Types of Biogeochemical Cycles
ECOLOGICAL SUCCESSION
- Ecological succession is the observed process of changes in the species structure of an ecological community over time. The first group of organisms establishing during an ecological succession are known as the pioneers, primary community or primary colonisers. Climax community is the stable, self perpetuating and final biotic community that develops at the end of biotic succession and is in perfect harmony with the physical environment. Climax community has maximum diversity and niche specialisation. The various biotic communities that develop during biotic succession are termed as seral or transitional communities.
- Primary succession starts from the primitive substratum, on a previously sterile or primarily bare area. Secondary succession starts from previously built up substrata with already existing living matter. In secondary succession since soil is already there, the rate of succession is much faster and hence, climax is also reached more quickly.
- Hydrosere (hydrarch) refers to the biotic succession in a newly formed pond or lake. The stages that occur in hydrosere are: Plankton stage, rooted submerged stage, rooted floating stage, free floating stage, reed swamp stage, sedge or marsh meadow stage, woodland stage, climax forest stage.

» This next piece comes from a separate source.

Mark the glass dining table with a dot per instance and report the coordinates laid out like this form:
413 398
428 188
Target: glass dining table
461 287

- Xerosere (xerarch) refers to the sucession that occurs at places where moisture is present in minimal amounts such as dry deserts, rocks, etc. The stages that occur in xerosere are : crustose lichen stage, foliose lichen stage, moss stage, herb stage, shrub stage, forest stage.
ECOSYSTEM SERVICES
Healthy ecosystems are the base for a wide range of economic, environmental and aesthetic goods and services. The products of ecosystem processes are thus named as ecosystem services, for example, healthy forest ecosystems purify air and water, mitigate droughts and floods, recycle nutrients, generate fertile soils, provide habitat to wildlife, maintain biodiversity, pollinate crops, provide storage site for carbon and also provide aesthetic, cultural and spiritual values.